The 1899 and 1907 Hague Conventions on Land War, and the Regulations annexed to them, are vague on the matter of ensuring compliance. Article 1 of the 1899 and 1907 Hague Conventions requires the powers to issue instructions to their land forces in conformity with the Regulations. Article 3 of the 1907 Convention says that a belligerent party violating the Regulations "shall, if the case demands, be liable to pay compensation". In addition, Article 56 of the 1899 and 1907 Hague Regulations makes a vague reference to legal proceedings in the event of violation of its rules about certain types of public property. Nothing more is said about how these or other provisions are to be enforced. The many striking omissions regarding enforcement exposed the Hague system to the accusation that it was based on unduly optimistic assumptions.

However, the relative paucity of formal provisions in the Hague Conventions and Regulations did not mean that there was no implementation system at all. The central assumption, of which the above-summarized provisions are a mere reflection, was of a responsibility on states to ensure that the rules were observed and offenders brought to justice. This assumption has many weaknesses, of which the most obvious, easy to identify but hard to remedy, is that most governments have been, quite understandably, reluctant to prosecute their own servants in cases where their violations of the laws of war were carried out while pursuing government policy. It is this problem above all which has sustained an unbroken series of calls for some diminution of national sovereignty so far as the punishment of war crimes and crimes against humanity is concerned. In twentieth century practice, the Hague Regulations have provided the basis for numerous trials, appeals, arbitrations, and inquiries - not only by national, but also by international, bodies. Their modes of implementation have been richer than those specified in the original texts.
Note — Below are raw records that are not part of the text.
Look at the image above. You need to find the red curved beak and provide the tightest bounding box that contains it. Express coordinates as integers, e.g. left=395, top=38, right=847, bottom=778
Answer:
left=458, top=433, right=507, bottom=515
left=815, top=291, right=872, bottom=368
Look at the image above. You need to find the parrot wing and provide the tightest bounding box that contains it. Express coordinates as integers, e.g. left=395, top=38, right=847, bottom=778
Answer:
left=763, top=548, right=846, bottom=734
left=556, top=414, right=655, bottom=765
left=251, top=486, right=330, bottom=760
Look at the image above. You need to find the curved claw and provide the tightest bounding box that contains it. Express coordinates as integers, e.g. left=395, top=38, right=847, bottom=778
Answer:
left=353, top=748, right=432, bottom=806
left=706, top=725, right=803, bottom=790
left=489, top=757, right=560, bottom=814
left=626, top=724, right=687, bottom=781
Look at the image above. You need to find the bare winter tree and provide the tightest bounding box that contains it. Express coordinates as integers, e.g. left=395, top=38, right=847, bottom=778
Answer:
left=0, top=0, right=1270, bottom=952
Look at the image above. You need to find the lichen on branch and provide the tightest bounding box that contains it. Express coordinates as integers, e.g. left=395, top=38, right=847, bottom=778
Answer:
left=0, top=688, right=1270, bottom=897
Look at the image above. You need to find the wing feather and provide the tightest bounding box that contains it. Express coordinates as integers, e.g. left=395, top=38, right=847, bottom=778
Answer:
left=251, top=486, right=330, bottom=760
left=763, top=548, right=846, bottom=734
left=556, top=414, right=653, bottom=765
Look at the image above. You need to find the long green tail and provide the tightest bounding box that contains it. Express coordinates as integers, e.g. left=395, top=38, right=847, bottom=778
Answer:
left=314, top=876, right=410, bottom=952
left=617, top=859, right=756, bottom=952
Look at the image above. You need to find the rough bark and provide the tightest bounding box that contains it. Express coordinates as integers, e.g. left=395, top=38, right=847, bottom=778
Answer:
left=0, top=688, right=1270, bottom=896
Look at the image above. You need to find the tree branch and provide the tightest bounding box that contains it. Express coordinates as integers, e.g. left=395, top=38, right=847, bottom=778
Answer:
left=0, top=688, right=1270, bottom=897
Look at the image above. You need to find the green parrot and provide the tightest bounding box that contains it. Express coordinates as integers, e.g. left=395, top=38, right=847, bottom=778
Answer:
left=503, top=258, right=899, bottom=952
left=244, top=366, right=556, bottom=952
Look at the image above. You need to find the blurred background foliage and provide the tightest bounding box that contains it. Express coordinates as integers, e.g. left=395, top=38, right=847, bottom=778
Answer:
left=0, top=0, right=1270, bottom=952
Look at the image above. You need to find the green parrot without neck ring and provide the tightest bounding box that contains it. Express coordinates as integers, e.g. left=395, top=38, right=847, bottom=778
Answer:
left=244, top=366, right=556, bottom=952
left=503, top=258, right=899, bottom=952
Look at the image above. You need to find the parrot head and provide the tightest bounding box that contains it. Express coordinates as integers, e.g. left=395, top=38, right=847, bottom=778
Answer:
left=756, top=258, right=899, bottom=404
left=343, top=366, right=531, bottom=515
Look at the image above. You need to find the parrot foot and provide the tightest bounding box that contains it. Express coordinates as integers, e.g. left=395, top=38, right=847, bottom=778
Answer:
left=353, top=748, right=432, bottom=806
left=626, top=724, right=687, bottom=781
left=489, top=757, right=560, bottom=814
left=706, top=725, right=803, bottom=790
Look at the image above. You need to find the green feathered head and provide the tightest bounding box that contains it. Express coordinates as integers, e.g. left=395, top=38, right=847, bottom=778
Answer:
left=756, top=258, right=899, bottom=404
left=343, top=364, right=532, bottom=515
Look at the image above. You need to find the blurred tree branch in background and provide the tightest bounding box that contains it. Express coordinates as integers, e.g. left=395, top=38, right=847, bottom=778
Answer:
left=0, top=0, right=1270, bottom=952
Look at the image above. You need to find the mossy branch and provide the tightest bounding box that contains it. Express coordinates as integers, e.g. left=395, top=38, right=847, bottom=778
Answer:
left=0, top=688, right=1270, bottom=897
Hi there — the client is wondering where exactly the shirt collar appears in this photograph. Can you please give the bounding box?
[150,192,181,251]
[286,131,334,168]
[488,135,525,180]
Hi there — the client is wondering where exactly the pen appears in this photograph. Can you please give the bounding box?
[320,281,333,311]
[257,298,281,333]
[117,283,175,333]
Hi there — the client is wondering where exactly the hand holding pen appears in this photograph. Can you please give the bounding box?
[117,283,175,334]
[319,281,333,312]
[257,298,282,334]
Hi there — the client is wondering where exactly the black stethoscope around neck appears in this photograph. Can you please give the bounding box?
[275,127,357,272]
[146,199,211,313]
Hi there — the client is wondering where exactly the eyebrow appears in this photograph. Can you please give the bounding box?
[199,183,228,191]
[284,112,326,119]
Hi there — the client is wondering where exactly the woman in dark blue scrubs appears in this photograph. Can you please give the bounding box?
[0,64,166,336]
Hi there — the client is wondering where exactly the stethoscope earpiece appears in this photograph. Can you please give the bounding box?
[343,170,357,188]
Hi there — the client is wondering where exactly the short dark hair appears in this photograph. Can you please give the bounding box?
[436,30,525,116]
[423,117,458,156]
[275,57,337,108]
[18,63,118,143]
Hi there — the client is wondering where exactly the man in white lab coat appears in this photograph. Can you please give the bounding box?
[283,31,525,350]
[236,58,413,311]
After the First World War a number of international agreements included reference to the punishment of war crimes. The 1919 Treaty of Versailles, Articles 227 to 230, required Germany to surrender for trial members of its armed forces charged with violations of the laws of war. However, by subsequent arrangement with Allied governments, Germany itself tried German offenders, very few of whom were convicted The Versailles Treaty also imposed heavy reparations on Germany on account of its perceived responsibility for the outbreak and therefore the costs of the war - a matter of ius ad bellum rather that ius in bello. The 1929 Geneva Convention on Wounded and Sick, Article 29, provided for punishment of violations on the basis of national penal legislation. The 1929 Geneva Convention on Prisoners of War, Article 86, provided for Protecting Powers to monitor observance of the Convention. both these 1929 Conventions are now defunct, having been superseded by the 1949 Conventions.)

By contrast, a major laws of war agreement of the inter-war years, the 1925 Geneva Protocol of Gas and Bacteriological Warfare, said nothing about implementation other than in the noble but vague formulation "that this prohibition shall be universally accepted as a part of International Law, binding alike the conscience and the practice of nations" On ratification, France and many other states remedied the gap by making it clear that they would cease to be bound by the Protocol if their enemies used the prohibited weapons. Here was a clear threat of reprisals. Fear of reprisals almost certainly played some part in subsequent cases of non-use of such weapons, including during the Second World War and the 1991 Gulf War.